Shares in the Chinese maker of electric scooters ended 3 cents higher Monday, at $8.18 apiece.

Author: CapitalWatch Staff   

The stock of Niu Technologies (Nasdaq: NIU) inched up 3 cents on the day, to $8.18 per American depositary share, after the Chinese maker of electric scooters posted better-than-expected revenue for the fourth quarter.

The Beijing-based company said in a statement Monday that its revenue for the three months through December has nearly doubled year-over-year to $63.7 million. It also reported that its net loss has narrowed by 34 percent to $4.8 million from the same period of 2017. Net loss per share was 7 cents.

Niu said it sold 93,611 e-scooters during the fourth quarter, up 78 percent year-over-year. It had 760 distributors in China and 22 distributors overseas covering 27 countries by year-end.

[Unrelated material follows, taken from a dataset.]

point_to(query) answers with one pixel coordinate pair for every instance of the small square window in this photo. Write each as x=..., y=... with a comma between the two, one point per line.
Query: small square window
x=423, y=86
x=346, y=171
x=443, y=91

"Our performance in the quarter was impressive, especially considering that we were in a slower seasonal period," Niu's chief executive office, Yan Li, stated. "Solid demand for e-scooters combined with our expanded product portfolio and growing sales network drove volume growth at 78% and revenue growth at 95% year over year, well ahead of our initial guidance."

Li also commented on the company's initial public offering, completed in October. Niu raised $63 million by selling 7 million ADSs at $9, the low end of the expected range.

"We accomplished much in our first quarter as a publicly-traded company. The IPO helped lift user brand awareness while also deepen distributor commitment," Li said.

For the full year, Niu reported revenue of $220.1 million and $52 million in losses.

The company forecast revenue in the range of 285 million to 305 million yuan, representing a year-over-year increase of 65 to 77 percent.